Session Information
22 SES 04 C, Regional Development, Universities and Higher Education
Paper Session
Time:
2009-09-28
16:00-17:30
Room:
HG; HS 29
Chair:
Barbara Zamorski
Contribution
Against a backdrop of processes of globalization, there is growing recognition across Europe of the importance of sub-national development strategies that provides a context for universities to become powerful partners of regional economic, environmental and social change. Pressures associated with the rise of the so-called knowledge economy, increased participation in higher education (HE), and processes of political and administrative devolution have all led to a rediscovery in recent decades of the relevance and responsibility of higher education to local and regional communities (Bogdanovic et al., 2006: 46). In the United Kingdom, higher education institutions have so far been keen to show that through the generation of a local pool of conceptual and managerial skills, the provision of applied research and other transfer activities, they have, more or less successfully, been able to define themselves the terms of their own engagement with their immediate locality.
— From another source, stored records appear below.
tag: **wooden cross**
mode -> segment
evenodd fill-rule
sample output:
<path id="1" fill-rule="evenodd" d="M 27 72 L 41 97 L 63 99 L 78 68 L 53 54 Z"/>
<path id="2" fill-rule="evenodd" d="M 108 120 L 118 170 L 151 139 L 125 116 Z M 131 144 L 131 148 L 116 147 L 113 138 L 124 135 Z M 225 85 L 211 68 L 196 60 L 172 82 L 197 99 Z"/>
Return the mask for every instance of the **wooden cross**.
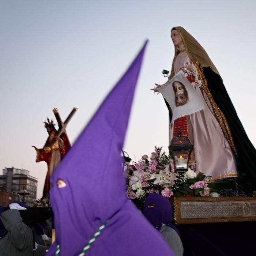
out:
<path id="1" fill-rule="evenodd" d="M 60 114 L 59 113 L 58 109 L 54 108 L 53 109 L 53 112 L 54 113 L 54 115 L 55 116 L 55 117 L 56 117 L 56 119 L 57 120 L 58 123 L 59 130 L 57 132 L 57 134 L 55 135 L 55 137 L 53 138 L 53 139 L 52 140 L 51 143 L 50 143 L 50 145 L 49 146 L 49 148 L 52 148 L 52 147 L 53 146 L 53 144 L 55 143 L 56 140 L 60 139 L 61 135 L 64 133 L 65 133 L 66 134 L 68 140 L 68 141 L 69 144 L 70 144 L 67 133 L 66 127 L 67 127 L 67 125 L 68 123 L 68 122 L 70 120 L 70 119 L 71 118 L 71 117 L 73 116 L 74 114 L 75 114 L 76 111 L 78 109 L 77 108 L 75 108 L 74 107 L 69 115 L 68 115 L 68 117 L 66 118 L 66 120 L 64 121 L 64 123 L 63 123 L 61 120 L 61 118 L 60 116 Z"/>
Yet, these instrumental justifications emphasising the economic nature of the public goods offered are being challenged with more pressure in the form of government schemes (to which funding is attached) increasingly imposing a common frame on these initiatives within a discourse of community engagement. Underpinning this, is the notion that by opening up higher education institutions in ways other than course provision and accreditation, universities can contribute to social justice and community inclusiveness through the promotion and dissemination of “non-economic accounts of public contributions, such as individual self development or improved citizenship" (Calhoun, 2006: 12) . Under such pressure, universities have embarked on more comprehensive strategies of "community engagement" or "social embeddedness", in order to restore their image as "paradigmatic institutions of the public sphere" (Delanty, 2005).
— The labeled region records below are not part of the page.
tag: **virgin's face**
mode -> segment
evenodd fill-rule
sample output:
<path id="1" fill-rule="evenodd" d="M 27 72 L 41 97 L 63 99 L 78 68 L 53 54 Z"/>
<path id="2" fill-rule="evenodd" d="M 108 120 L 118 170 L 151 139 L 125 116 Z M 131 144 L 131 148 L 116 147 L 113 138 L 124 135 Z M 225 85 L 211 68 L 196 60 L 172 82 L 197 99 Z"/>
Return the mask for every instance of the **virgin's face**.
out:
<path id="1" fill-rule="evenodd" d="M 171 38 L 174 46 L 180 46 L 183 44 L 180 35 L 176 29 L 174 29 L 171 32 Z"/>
The extent to which strategies to raise the profile of universities as agencies of cultural regeneration and of tackling disadvantage and structural poverty reflect primarily their dependency towards state policies, their positioning within a competitive higher education market, or to their level of structural embeddedness within the social fabric of their local environment is the main focus this paper. More specifically, the paper will seek to relate the levels and nature of effective and perceived impacts (both negative and positive) of universities over their immediate environment to their rhetoric of engagement. A particular attention will be paid to local contexts in order to allow a discussion at the conference about European and local trends in these processes.
Method
These multilevel interactions will be examined using preliminary findings from two UK case studies combining a regional focus (large conurbations in Scotland and England) and a grounded institution-centred approach. Both cities are characterised by higher than national average levels of deprivation and contain more than one university, including a former technical college/polytechnic which in each case acts as our core focus. The fieldwork was carried out over one year (2008) and involved interviews with a range of stakeholders from within and outside the HE sector, as well unstructured fieldnotes and document analysis. Those two cases are part of the larger ESRC-funded HEART project (Higher Education And Regional Transformation) examining the complex relationship between 'disadvantaged' communities and their local higher education institutions (HEIs).
Expected Outcomes
• New funding mechanisms of higher education institutions throughout Europe are driving institutional strategies towards showing a higher local profile.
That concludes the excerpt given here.